Three recipes from Japanese Women Don’t Get Old or Fat: Secrets of My Mother’s Tokyo Kitchen tonight. The tricky part is always timing things. The Zojirushi 6 Cup Rice Cooker / Steamer I bought a while ago comes in handy here, as I don’t particularly have to worry about the timing of the rice so much as when I cook it on the stove.
I thought it might be useful if I sort of detailed how I approached this whole meal first, then gave the individual recipes in separate posts. When I was first learning to cook, I could manage any individual recipe. The trick was learning how to get 3 dishes on the table at the same time! I had 4 recipes I made tonight:
- rice (using a rice cooker simplifies this tremendously, although you can get along without)
- Miso soup
- Eggplant and green peppers cooked with miso
- Tokyo fried chicken
I soaked the eggplant in salted water while I prepared the miso sauce and chopped the green pepper. Set everything aside (on a large dinner plate), while I went onto the next thing I could prep.
Started the Dashi broth (I’m using these instant packets) which meant bringing 3 cups of water to boil, then adding the packet and cooking for 10 minutes. Sliced some green onions to garnish the soup with.
Cut the chicken in bite size pieces and began it marinating in the ginger/soy/mirin mix. in a small bowl. Put some cornstarch in a small bowl.
Peeled and sliced the daikon into matchstick sized slices. Cut some tofu into small cubes.
I placed each of the piles of little things (green pepper, daikon, tofu and green onions) onto a large dinner plate, just separated into piles as I prepped them.
I started a cup or so of canola oil heating in a small saucepan. I wanted the depth and don’t have a wok so I opted for a saucepan so I could get by with using less oil while still having some depth.
At some point the rice needed fluffing and the dashi broth was done.
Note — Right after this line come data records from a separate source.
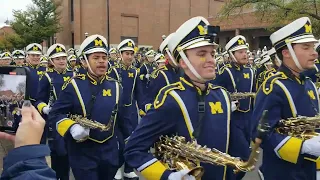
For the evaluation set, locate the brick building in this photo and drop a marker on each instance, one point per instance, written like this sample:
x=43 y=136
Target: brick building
x=5 y=30
x=145 y=21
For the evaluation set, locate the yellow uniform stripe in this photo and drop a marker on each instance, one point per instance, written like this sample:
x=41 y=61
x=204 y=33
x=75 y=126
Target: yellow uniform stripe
x=41 y=106
x=290 y=150
x=154 y=171
x=64 y=125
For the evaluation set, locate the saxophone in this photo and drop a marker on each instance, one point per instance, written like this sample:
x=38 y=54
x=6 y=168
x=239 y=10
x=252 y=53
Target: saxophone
x=87 y=123
x=178 y=154
x=238 y=96
x=300 y=127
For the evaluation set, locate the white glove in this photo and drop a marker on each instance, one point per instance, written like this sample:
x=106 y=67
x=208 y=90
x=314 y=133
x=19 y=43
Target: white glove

I fluffed the rice, took the dashi bag out of the water and added the sliced daikon into it to simmer for 5 minutes or so.
Drained the eggplant and started frying it. I had the oil too hot so lowered the heat a bit and watched it. Removed the eggplant bits as they were done onto their eventual serving dish, lined with paper towels. Did the eggplant in batches until done. Heated a small saucepan with some oil in it and started the green pepper cooking for a few minutes.
I drained the marinade from the chicken and dropped large spoonfuls at a time into the cornstarch and mixed until coated, then added the chicken to the hot oil.
At some point, I added the tofu into the soup while lowering the heat as I just wanted the tofu to get warmed up.
As the chicken finished, I pulled it out onto a paper towel lined serving dish and then started another batch of chicken frying
When the green peppers had cooked a few minutes, I put the eggplant in the pan and poured the miso sauce I’d mixed up earlier into it and stirred it together.
I stirred the miso paste into the soup during the final batch of chicken.
The rice was done and waiting.
The soup was nearly done, just needed to mix in the miso paste.
The eggplant and pepper dish was done.
I finished the last batch of chicken and dinner was ready!
I’m linking to the individual recipes as I post them, but I just thought this might help someone learning how to pull multiple dishes together. Basically, I looked first for what I could that could wait. Prep all the vegetables, marinade the chicken, get the cornstarch ready, make the dashi broth, make the miso sauce for the eggplant (which was delicious, by the way!). Then I thought about what could wait. Rice, especially in a rice cooker, can wait. Soup, to a point, can wait. I figured the one thing that really needed to be served fresh was the chicken so I backtracked from that. Even the eggplant and peppers could wait a bit.